Ovarian neoplasms that secrete hormones, most commonly steroid hormones. Most are of sex cord-stromal origin. Other types include germ cell tumors and neuroendocrine tumors. Ovarian sex cord-stromal tumors are characterized by abdominal mass, abdominal pain, and hemorrhage of hormonal or steroidal origin. Most typically occurring in the seventh and eighth decades of life, these tumors are usually unilateral, solid, and nonmalignant. Ovarian germ cell tumors present most commonly as a large pelvic mass in females in the late teens and early twenties. Signs and symptoms include abdominal distention, amenorrhea, dysmenorrhea, hirsutism, virilization, and precocious puberty. Ovarian germ cell tumors include a wide variation of tumor types. Common benign tumors (dermoid cyst or benign teratoma) may in later life become malignant squamous cell carcinoma. Malignant types include dysgerminomas, embryonal carcinoma, choriocarcinomas, yolk sac tumor, and immature teratoma, and may be prone to metastases. Complications due to ovarian torsion, tumor rupture, and hemorrhage (acute abdomen) may be life-threatening emergencies.

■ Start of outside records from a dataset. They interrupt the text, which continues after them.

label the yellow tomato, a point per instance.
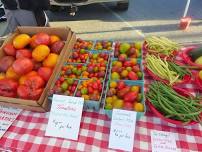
(20, 41)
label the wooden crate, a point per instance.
(40, 105)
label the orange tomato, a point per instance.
(139, 107)
(40, 52)
(51, 60)
(24, 77)
(20, 41)
(2, 75)
(54, 38)
(10, 73)
(85, 73)
(22, 80)
(32, 41)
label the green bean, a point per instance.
(161, 45)
(171, 105)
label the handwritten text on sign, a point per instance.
(163, 141)
(122, 130)
(65, 117)
(7, 116)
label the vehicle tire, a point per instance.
(122, 5)
(54, 8)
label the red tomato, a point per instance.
(22, 66)
(8, 88)
(42, 38)
(128, 106)
(57, 47)
(23, 53)
(130, 97)
(121, 85)
(132, 75)
(9, 49)
(45, 73)
(34, 82)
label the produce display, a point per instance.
(90, 89)
(174, 105)
(126, 69)
(123, 96)
(83, 44)
(98, 58)
(103, 45)
(128, 50)
(161, 45)
(28, 64)
(72, 71)
(65, 87)
(193, 57)
(166, 70)
(79, 56)
(95, 70)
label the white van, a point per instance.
(121, 4)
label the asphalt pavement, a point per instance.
(143, 18)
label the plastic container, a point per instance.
(50, 96)
(92, 104)
(87, 48)
(187, 58)
(131, 43)
(103, 50)
(176, 122)
(107, 66)
(77, 62)
(129, 83)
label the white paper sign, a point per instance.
(122, 130)
(65, 117)
(163, 141)
(7, 117)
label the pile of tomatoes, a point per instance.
(28, 64)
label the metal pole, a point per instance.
(186, 8)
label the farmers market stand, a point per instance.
(28, 130)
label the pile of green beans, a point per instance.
(161, 45)
(173, 105)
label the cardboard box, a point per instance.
(40, 105)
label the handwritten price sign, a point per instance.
(122, 130)
(65, 117)
(7, 117)
(163, 141)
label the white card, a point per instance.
(163, 141)
(122, 130)
(65, 117)
(7, 117)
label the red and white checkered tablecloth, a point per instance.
(27, 133)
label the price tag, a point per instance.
(65, 117)
(7, 117)
(122, 130)
(163, 141)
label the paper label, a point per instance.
(7, 117)
(122, 130)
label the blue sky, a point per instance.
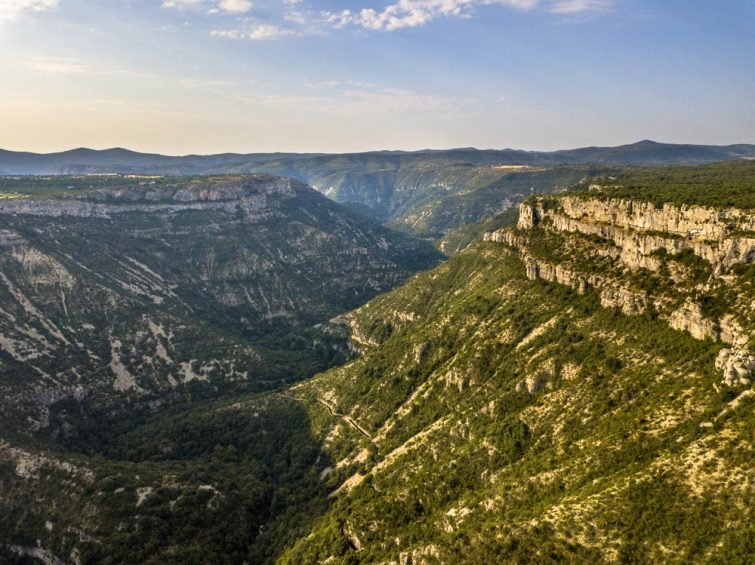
(205, 76)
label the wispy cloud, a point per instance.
(293, 18)
(235, 6)
(74, 66)
(214, 7)
(11, 9)
(579, 6)
(257, 32)
(59, 65)
(413, 13)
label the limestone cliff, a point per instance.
(636, 257)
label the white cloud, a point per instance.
(413, 13)
(579, 6)
(260, 32)
(10, 9)
(235, 6)
(182, 3)
(229, 6)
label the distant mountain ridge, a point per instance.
(82, 160)
(427, 193)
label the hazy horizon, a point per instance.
(211, 76)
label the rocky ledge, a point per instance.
(252, 195)
(630, 234)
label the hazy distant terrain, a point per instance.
(425, 193)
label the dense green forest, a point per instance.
(730, 183)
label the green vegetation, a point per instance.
(730, 183)
(517, 428)
(488, 417)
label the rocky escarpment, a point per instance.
(135, 291)
(637, 258)
(256, 196)
(640, 229)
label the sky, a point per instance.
(211, 76)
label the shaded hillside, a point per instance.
(131, 292)
(427, 193)
(577, 389)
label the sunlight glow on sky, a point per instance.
(210, 76)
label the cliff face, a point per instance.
(256, 197)
(134, 292)
(636, 256)
(640, 229)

Management of sex cord tumors includes surgical resection, chemotherapy, surgical debulking, and close monitoring for recurring disease. Therapies for germ cell tumors include oophorectomy, salpingo-oophorectomy, chemotherapy, and resection, while preserving fertility in the childbearing age group. Prognosis is good when detected and treated in earlier stages.